Methodological experimentation in political ecology: building scenarios of societal responses to future hydrological extremes

Authors: Maria Rusca*, , Gabriele Messori, Uppsala University, Giuliano Di Baldassarre , Uppsala University
Topics: Human-Environment Geography, Climatology and Meteorology, Hazards, Risks, and Disasters
Keywords: Hydroclimatic extremes, disasters, uneven development, vulnerability, differentiated recovery trajectories
Session Type: Virtual Paper
Day: 4/8/2021
Start / End Time: 9:35 AM / 10:50 AM
Room: Virtual 6
Presentation File: No File Uploaded

Floods and droughts have significantly impacted humanity throughout history and increasing global trends in hydrological extremes are expected to be exacerbated by climate change. This will have widespread socio-economic consequences and affect the ability of different societal groups to recover from, and adapt to, rapidly changing hydroclimatic conditions. Political ecologies of water and critical disaster studies have been effective in unravelling and critiquing the processes of exploitation and the choreographies of power shaping uneven exposure to hydrological extremes and the differentiated recovery trajectories they elicit.
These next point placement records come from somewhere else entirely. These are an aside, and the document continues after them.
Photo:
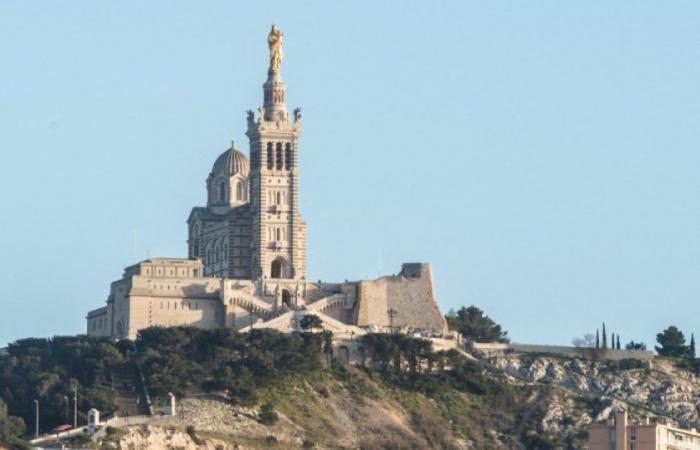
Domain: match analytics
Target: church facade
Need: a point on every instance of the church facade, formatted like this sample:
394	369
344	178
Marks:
246	264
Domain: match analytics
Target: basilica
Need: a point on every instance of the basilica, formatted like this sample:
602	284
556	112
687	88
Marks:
246	264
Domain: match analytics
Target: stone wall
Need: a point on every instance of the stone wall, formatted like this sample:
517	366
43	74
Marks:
410	294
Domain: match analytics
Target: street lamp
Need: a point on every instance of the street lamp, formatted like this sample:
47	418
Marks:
36	424
392	313
65	397
75	407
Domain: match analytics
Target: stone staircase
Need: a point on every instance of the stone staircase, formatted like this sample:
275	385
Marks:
330	302
130	400
248	302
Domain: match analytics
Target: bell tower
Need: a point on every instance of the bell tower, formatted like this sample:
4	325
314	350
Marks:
279	234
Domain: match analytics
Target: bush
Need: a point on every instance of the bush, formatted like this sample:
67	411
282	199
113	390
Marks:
267	415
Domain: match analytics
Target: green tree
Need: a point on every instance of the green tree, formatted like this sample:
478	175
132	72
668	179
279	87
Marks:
671	343
310	322
691	349
11	428
475	325
267	415
631	345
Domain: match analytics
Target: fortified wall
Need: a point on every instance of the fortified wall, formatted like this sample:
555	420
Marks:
411	296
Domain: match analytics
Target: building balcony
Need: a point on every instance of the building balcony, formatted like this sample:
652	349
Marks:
278	208
276	245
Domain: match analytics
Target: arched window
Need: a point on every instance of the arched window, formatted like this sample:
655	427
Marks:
288	156
276	268
270	156
222	192
286	298
279	156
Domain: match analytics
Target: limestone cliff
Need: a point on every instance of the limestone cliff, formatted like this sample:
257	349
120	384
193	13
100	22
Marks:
528	402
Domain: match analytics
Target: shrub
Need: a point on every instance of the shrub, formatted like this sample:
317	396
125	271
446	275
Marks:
267	415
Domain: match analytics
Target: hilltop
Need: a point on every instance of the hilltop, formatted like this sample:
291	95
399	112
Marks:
270	390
Yet, this scholarship has placed less attention to what this critique can reveal about the future. Here we invoke a more experimental political ecology that integrates critical analysis with scenario thinking to unravel the politics of utopian and dystopian futures of unprecedented extreme events. This requires creating new forms of knowledge that integrate analyses of the past - structural causes and political processes of risk accumulation and differentiated recovery trajectories - with plausible future hydroclimatic extremes grounded in numerical climate projections. Eschewing prevailing technocratic views on disasters and hydrological extremes, we specifically seek to integrate the physical characteristics of the extremes with examinations of how intersectionality, power, politics and policy visions shape societal responses to future unprecedented events.